Firm Settles FINRA Charges for Inadequate Due Diligence

A firm settled FINRA charges for failing to satisfy "reasonable-basis suitability obligations" for recommendations on private placements, insufficient supervision of trading activities and inaccuracies in trade reporting and customer confirmations.

According to the AWC, the firm recommended three private placements without performing necessary due diligence to meet its suitability obligations. FINRA found that the firm failed to assess the risks associated with the offerings, including those related to the complex capital structure and the potential returns of the underlying projects. Further, FINRA found that the firm failed to enforce any due diligence procedures outlined in its written supervisory procedures.

In addition, FINRA found that the firm failed to maintain adequate supervisory systems to identify and address potential non-bona fide trades executed between the firm and its affiliate fund.

FINRA said the firm provided inaccurate trade confirmations, for roughly 7,000 corporate bond transactions during the relevant period, that inaccurately stated that the firm acted in an agent capacity. FINRA said these errors led to omissions in mark-up and mark-down disclosures. FINRA found that the firm also misreported 3,419 transactions to TRACE, listing them as agent rather than in a principal capacity.

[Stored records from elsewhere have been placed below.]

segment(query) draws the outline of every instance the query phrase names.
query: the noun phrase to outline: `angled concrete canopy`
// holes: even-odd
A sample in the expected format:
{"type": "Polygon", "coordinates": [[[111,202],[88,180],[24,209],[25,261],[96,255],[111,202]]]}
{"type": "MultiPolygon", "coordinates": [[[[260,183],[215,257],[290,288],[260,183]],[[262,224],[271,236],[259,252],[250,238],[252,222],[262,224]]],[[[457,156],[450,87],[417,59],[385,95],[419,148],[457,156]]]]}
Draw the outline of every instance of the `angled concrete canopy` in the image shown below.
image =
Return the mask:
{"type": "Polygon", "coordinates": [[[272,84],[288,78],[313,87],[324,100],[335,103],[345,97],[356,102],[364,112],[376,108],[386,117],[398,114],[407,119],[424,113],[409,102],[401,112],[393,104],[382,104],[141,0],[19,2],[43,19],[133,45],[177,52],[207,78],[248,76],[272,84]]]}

FINRA concluded that the firm violated FINRA Rules 2111 ("Suitability"), 3110 ("Supervision"), 5210 ("Publication of Transactions and Quotations"), 2232 ("Customer Confirmations"), 6730 ("Transaction Reporting") and 2010 ("Standards of Commercial Honor and Principles of Trade") and Exchange Act Rule 10b-10 ("Confirmation of transactions"). 

To settle the charges, the firm agreed to (i) a censure, (ii) pay a $225,000 fine, (iii) make partial restitution of $575,000 to affected customers and (iv) certify within 60 days that corrective measures have been implemented.